La charcuterie est bonne et la volaille n’est pas merveilleuse. Dans la carte des vins très limitée je repère un vin qui me vaut une approbation appuyée du sommelier qui nous dit que c’est sa dernière bouteille de ce millésime. Le Clos de Vougeot Domaine Tortochot 2000 surprend aussi bien mon ami que moi. Nous ne l’attendions pas à ce niveau. Le vin est agréable, d’une fraîcheur remarquable et d’une élégance certaine. C’est un vin qui fait plaisir à boire. C’est rare qu’on se sente aussi bien sans avoir besoin d’analyser pourquoi. Comme il est bon, il est asséché assez vite aussi pour le fromage prenons-nous un Meursault les Narvaux Domaine Bachelet 2006. Il n’y a avec ce vin pas l’ombre d’une surprise. Il est meursault, il est riche et gouleyant, d’une belle présence, mais sans créer l’émotion que le rouge avait créée.

Le lieu a du charme, kitsch mais amusant, aussi avons-nous réservé pour la session suivante de l’académie. Il faudra bien sûr voir ce que l’on nous propose, mais cet essai est engageant. Le restaurant n’est ouvert au dîner que s’il est privatisé. Aussi, comme dans les bonnes pensions, on installe sur les tables les confitures et les tasses pour le petit-déjeuner, pendant que nous continuons nos passionnantes discussions.

la solidarité des chaudières !! dimanche, 21 février 2010

(lire le sujet du 20 Février avant celui-ci)

Le lendemain midi, les mêmes se retrouvent à notre domicile. Je suis allé dans ma cave pour choisir du vin, et voyant un carton qui n’est pas ouvert, j’ai la curiosité de l’ouvrir. Dedans, trois bouteilles d’un Châteauneuf-du-Pape. Comment et pourquoi ai-je acquis ce vin, je n’en ai aucune idée.

Les enfants et petits-enfants arrivent, et il faut organiser les vins. Guillaume descend en cave avec moi et préfère explorer un vieux champagne. Dans une zone où j’ai des Mumm 1937 il sort une bouteille. Je pense qu’il s’agit d’un Mumm 1937 mais en fait c’est un Champagne Mumm Cordon Rouge sans année. Compte tenu des torsades du fil du muselet, des couleurs et des blessures, ce champagne doit être des années 30. Je constate qu’il a une belle couleur et un beau niveau. Ce sera donc le champagne du repas. Nous commençons à grignoter des noisettes sur ce champagne à la couleur de pêche, au parfum délicat qui ne montre aucune déviance, et au goût charmant et romantique comme un tableau d’Elizabeth Vigée-Le Brun. Il y a du fruit frais orangé comme la pêche fraîche, une bulle active, un pétillant joyeux et un équilibre ravissant. C’est le 18ème siècle galant.

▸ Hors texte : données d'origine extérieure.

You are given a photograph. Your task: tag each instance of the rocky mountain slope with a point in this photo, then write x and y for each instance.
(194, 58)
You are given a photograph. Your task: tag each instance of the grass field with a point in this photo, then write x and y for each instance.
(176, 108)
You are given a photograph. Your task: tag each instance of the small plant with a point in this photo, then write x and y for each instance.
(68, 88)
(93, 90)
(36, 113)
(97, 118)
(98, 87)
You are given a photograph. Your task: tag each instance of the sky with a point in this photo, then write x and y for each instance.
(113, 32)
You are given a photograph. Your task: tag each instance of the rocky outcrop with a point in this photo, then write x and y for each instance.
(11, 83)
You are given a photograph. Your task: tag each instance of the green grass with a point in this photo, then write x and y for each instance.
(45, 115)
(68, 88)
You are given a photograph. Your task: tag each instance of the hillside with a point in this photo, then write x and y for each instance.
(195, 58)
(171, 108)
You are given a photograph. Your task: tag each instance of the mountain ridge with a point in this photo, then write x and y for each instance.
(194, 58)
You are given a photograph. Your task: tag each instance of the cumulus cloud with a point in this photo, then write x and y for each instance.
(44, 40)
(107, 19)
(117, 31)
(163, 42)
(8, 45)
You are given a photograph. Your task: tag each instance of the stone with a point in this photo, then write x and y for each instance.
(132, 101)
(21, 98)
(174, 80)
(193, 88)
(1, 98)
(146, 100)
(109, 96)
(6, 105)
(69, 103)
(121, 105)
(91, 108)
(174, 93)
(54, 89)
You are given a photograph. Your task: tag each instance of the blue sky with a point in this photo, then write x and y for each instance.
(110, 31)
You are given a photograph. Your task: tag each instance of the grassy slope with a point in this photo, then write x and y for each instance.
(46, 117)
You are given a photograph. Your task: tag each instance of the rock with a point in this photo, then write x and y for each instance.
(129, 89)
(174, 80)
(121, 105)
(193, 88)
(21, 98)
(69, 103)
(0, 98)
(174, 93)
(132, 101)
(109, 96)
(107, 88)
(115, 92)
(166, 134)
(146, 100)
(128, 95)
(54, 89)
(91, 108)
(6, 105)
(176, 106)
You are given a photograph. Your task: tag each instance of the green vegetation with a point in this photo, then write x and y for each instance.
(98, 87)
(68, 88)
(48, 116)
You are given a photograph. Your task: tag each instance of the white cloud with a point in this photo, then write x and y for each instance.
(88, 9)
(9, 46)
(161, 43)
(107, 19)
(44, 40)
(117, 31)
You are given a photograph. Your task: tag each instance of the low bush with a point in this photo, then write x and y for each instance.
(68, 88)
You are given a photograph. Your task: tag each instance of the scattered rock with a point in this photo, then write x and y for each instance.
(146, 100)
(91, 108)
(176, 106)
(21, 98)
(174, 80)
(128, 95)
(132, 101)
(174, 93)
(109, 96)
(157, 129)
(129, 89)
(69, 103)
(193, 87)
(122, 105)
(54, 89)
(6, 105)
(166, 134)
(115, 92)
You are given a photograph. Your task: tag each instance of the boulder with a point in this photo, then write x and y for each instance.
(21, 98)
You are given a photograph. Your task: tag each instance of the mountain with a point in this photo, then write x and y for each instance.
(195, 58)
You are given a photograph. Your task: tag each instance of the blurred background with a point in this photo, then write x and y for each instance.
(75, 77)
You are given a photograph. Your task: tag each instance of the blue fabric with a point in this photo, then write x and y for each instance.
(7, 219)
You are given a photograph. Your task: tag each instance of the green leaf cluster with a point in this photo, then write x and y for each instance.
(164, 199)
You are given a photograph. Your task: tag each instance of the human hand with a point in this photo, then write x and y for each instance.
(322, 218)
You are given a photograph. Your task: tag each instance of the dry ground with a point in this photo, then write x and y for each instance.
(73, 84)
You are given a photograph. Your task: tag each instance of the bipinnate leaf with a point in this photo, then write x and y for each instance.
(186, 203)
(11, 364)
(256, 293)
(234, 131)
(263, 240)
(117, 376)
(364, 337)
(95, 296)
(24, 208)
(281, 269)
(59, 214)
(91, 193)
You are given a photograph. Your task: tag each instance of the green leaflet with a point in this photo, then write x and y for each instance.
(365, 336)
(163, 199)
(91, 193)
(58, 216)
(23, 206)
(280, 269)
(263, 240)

Guillaume cuit des coquilles Saint-jacques, coquille d’abord et corail ensuite. La coquille s’accouple en délicatesse avec le champagne joyeux. Sur le corail, qui conviendrait aussi au champagne, nous essayons le Châteauneuf-du-Pape Ch. Bader-Mimeur 1961. Je n’ai jamais entendu parler de ce négociant installé au Château de Chassagne-Montrachet. La couleur du vin dans les verres Riedel est très belle. Le parfum est franc, précis. En bouche, ce qui frappe instantanément, c’est le velours. Ce vin est velouté, charmant, enveloppant, avec une force alcoolique non négligeable. Les coraux sont d’une finesse extrême, créée par une cuisson au millième de degré.

Le plat principal est un gigot d’agneau cuit à basse température avec des haricots blancs et des petits légumes. La chair de l’agneau est d’une intensité fondante, ce qui accentue le velouté du vin. Dans une telle délicatesse de sensations on remarque que le vin est légèrement influencé par un petit coup de chaud antérieur. Mais le plaisir est complet.

Une salade de fruits rouges et noirs n’accompagne aucun vin. Une sieste informelle et impérieuse suit ces agapes. Au réveil, je constate que la vengeance est un plat qui se mange effectivement froid, au sens propre du terme, car ayant ironisé sur la chaudière de mes enfants, je constate que notre chaudière hyper sophistiquée de moins d’un an est absente. La complexité des cadrans interdit toute manipulation de redémarrage. Un dimanche après-midi et probablement encore toute la nuit, nous allons rêver du sketch de Fernand Raynaud : « c’est le plombier ».